Inference with multi-dimensional data and minibatches

Hi,

The basic state of my model is, for some M by N matrix A:

x = pm.Normal('x', 0, 1, shape=N)
combined = pm.math.dot(A, x)
scaled = pm.math.sigmoid(combined)
outcomes = pm.Bernoulli('outcome', scaled, observed=Y)
pm.fit(n=50000)

This works great as-is, however it’s getting extremely slow to perform inference over as the size of my data grows. I saw the pm.Minibatch class and some documentation around it and it looked great, however if I change this to

Y_batch = pm.Minibatch(Y, batch_size=100)
x = pm.Normal('x', 0, 1, shape=N)
combined = pm.math.dot(A, x)
scaled = pm.math.sigmoid(combined)
outcomes = pm.Bernoulli('outcome', scaled, observed=Y_batch, total_size=Y.shape)
pm.fit(n=50000)

I get the error

Input dimension mis-match. (input[0].shape[0] = 100, input[1].shape[0] = 10000)

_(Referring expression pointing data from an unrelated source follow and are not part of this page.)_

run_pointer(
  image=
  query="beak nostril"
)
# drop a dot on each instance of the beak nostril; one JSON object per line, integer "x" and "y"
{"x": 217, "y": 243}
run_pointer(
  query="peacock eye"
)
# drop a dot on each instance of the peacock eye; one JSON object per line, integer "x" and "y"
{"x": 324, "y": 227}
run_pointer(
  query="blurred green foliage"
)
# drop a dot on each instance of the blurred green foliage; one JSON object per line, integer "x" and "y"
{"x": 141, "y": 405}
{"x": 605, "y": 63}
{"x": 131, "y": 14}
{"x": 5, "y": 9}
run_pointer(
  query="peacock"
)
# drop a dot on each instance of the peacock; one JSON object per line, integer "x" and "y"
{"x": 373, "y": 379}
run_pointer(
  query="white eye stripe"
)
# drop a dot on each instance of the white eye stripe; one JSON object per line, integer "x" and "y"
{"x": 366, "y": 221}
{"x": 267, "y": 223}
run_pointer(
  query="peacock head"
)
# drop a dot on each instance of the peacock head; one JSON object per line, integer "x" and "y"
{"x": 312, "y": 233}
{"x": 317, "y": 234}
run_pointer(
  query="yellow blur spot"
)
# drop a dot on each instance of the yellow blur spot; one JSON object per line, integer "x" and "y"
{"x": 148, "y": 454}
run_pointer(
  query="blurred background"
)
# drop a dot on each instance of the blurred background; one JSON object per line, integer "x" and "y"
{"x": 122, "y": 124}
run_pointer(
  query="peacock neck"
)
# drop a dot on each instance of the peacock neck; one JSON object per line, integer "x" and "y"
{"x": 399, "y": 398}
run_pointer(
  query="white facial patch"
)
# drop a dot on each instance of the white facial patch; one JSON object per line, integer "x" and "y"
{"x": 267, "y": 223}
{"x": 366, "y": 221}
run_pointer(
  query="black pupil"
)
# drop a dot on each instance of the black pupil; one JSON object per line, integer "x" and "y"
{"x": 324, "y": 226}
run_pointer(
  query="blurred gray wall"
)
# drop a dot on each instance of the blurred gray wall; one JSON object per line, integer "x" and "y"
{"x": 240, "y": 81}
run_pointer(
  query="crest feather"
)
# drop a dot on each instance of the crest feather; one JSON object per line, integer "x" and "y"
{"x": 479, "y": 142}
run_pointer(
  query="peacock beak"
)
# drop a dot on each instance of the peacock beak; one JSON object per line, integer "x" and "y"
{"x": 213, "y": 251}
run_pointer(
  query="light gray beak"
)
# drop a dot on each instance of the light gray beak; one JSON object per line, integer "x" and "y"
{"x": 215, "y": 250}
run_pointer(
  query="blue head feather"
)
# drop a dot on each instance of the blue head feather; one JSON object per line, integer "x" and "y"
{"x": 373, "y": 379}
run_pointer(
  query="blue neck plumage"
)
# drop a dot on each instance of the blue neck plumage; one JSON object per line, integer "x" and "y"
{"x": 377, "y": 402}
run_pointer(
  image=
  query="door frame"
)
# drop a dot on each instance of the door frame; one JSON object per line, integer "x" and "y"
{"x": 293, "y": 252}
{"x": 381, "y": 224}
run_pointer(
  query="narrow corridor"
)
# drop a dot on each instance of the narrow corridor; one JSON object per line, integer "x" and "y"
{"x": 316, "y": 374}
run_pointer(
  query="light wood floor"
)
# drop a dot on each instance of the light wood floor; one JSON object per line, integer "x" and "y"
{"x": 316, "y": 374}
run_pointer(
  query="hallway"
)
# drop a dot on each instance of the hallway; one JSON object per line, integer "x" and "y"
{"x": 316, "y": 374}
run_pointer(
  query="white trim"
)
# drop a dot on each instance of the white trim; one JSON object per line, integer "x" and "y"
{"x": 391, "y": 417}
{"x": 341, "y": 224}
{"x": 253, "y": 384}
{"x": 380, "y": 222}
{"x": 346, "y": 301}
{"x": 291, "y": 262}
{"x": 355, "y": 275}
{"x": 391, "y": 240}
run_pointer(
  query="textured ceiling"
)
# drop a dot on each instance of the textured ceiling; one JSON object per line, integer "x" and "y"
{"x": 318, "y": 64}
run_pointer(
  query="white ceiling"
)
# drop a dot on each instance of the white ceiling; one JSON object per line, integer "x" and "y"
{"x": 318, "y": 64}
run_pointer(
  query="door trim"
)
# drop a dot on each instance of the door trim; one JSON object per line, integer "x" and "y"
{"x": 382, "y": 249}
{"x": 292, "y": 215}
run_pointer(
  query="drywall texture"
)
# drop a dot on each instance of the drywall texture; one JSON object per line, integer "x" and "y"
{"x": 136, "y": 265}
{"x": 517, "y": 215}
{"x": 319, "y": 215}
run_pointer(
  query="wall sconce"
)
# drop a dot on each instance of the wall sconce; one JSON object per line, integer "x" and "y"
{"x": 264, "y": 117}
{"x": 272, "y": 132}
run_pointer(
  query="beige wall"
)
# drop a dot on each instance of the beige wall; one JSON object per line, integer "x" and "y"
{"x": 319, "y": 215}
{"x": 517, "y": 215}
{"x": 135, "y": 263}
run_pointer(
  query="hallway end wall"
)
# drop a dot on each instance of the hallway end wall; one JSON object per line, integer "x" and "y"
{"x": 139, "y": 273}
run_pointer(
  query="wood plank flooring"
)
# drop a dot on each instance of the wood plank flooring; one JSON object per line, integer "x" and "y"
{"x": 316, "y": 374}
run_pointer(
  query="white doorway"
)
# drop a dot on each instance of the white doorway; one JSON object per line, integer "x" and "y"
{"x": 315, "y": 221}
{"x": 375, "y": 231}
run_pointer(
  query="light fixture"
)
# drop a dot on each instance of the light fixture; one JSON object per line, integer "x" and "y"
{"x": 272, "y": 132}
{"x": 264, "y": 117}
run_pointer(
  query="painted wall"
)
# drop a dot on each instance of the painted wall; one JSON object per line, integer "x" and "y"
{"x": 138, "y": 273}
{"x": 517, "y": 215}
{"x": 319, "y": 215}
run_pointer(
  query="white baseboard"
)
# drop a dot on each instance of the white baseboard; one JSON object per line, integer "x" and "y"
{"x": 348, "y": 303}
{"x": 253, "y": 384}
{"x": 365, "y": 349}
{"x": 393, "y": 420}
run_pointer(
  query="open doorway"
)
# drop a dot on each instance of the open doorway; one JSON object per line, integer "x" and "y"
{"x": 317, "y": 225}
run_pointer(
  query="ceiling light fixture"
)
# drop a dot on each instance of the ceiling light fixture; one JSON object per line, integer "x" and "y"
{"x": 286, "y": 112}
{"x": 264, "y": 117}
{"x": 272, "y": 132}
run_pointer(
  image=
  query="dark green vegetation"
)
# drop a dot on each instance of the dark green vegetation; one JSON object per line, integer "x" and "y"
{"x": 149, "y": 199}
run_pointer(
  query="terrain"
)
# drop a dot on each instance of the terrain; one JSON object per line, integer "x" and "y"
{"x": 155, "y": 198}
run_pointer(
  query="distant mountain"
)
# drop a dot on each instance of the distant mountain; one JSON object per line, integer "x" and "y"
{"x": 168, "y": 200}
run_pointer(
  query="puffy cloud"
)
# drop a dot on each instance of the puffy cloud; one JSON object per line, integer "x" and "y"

I’m guessing this is because here the observed RV scaled is not a scalar which we’ve observed however many times, but rather a vector with a one-to-one correspondence to rows in Y. Is there anyway to iterate through this in minibatches?

edit: Actually testing with larger datasets I also am sometimes getting the error

 The current approximation of RV `x`.ravel()[8051] is NaN.

at every index of x